TRIBUNNEWS.COM, JAKARTA - Polri telah mengungkap penyebab kebakaran gedung Kejaksaan Agung.
Api bersumber dari rokok pekerja bangunan.
Para tersangka pelaku telah ditahan.
Tapi masalah sepatutnya tidak berhenti sampai di situ saja, masih banyak kalangan yang meragukannya.
Reza Indragiri Amriel, Konsultan Lentera Anak Foundation, mengatakan sekian banyak data menunjukkan rokok sebagai salah satu penyebab kebakaran bangunan termasuk rumah.
"Rokok bahkan tercatat sebagai penyebab kebakaran yang memakan paling banyak korban jiwa," kata Reza, Minggu (25/10/2020).
Baca juga: Sumber Api Kebakaran Kejagung Terungkap, Berasal dari Puntung Rokok Tukang Bangunan
Menurut dia, begitu tingginya risiko kebakaran dan maut akibat rokok sehingga perusahaan rokok tidak bisa begitu saja berlepas tangan dan menimpakan kesalahan sepenuhnya pada para perokok yang ceroboh mengakibatkan kebakaran.
"Dalam kasus terbakarnya bayi berusia dua tahun Shannon Moore, misalnya, perusahaan rokok ternama akhirnya membayar jutaan dolar kepada korban," katanya.
Nilai tersebut, menurut dia, tentu tidak sebanding dengan kesengsaraan yang diderita bayi malang tersebut.
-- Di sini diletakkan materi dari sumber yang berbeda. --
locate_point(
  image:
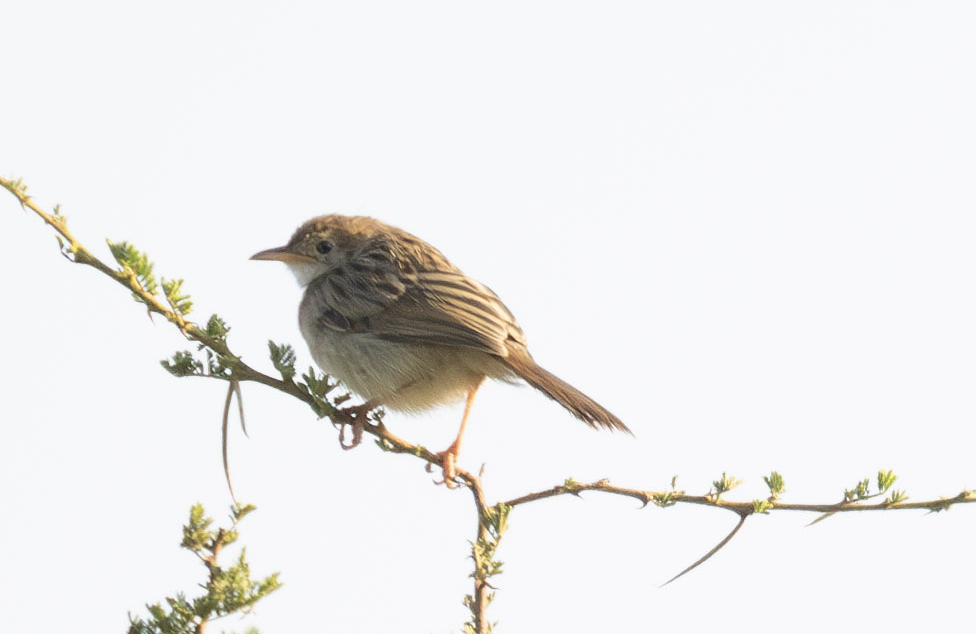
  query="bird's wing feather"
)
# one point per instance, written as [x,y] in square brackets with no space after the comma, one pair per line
[452,309]
[442,307]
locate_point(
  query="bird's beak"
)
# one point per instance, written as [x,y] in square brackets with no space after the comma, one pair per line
[283,254]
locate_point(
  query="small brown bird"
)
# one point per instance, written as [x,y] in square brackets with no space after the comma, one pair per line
[389,316]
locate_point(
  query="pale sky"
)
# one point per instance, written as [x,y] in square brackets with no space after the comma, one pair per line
[745,228]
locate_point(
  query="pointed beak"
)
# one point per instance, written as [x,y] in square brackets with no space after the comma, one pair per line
[283,254]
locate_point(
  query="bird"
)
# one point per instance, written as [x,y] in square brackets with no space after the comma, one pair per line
[389,316]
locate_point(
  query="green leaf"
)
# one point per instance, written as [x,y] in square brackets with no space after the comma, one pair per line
[182,364]
[775,483]
[217,327]
[180,303]
[130,257]
[725,483]
[283,359]
[885,480]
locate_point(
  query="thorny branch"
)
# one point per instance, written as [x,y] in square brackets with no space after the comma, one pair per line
[491,519]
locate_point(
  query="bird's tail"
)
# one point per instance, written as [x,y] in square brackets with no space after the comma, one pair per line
[581,405]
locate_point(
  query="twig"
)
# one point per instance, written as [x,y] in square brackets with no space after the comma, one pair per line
[491,519]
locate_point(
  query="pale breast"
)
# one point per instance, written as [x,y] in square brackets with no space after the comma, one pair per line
[401,376]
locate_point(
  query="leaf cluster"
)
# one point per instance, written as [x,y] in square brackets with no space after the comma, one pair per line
[227,590]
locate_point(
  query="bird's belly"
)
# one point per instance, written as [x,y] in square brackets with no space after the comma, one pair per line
[401,376]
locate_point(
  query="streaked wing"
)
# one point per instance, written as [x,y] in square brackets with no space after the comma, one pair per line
[375,293]
[449,308]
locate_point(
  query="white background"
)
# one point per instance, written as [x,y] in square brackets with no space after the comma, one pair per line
[746,228]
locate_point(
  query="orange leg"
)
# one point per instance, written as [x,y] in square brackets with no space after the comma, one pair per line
[449,455]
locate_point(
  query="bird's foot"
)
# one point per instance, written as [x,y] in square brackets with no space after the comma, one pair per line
[449,467]
[359,414]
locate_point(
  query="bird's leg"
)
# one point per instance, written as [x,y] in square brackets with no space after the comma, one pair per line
[449,455]
[358,413]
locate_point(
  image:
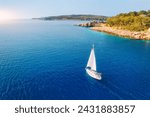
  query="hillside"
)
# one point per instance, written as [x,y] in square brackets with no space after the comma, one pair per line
[133,21]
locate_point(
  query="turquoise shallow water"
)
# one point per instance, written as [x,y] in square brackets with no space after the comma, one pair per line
[47,59]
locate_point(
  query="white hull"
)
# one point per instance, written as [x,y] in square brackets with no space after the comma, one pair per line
[94,74]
"Tapi kasus ini menunjukkan bahwa masyarakat tetap menuntut pertanggungjawaban industri tembakau saat terjadi tragedi kebakaran akibat rokok," ujarnya.
Kanada, negara-negara bagian Amerika Serikat, dan Uni Eropa juga menetapkan standar bagi industri rokok untuk membuat teknologi yang mengurangi risiko kebakaran akibat rokok.
Menurut Reza, standar itu harus dipatuhi perusahaan rokok.
Begitu pula Australia, negara tersebut mengeluarkan standar wajib berupa perkakas untuk mengukur seberapa jauh rokok dapat memadamkan dirinya sendiri.
"Ketika standar itu diabaikan, suplai rokok disetop dan masyarakat yang mengembalikan rokoknya akan memperoleh pengembalian uang secara penuh," katanya.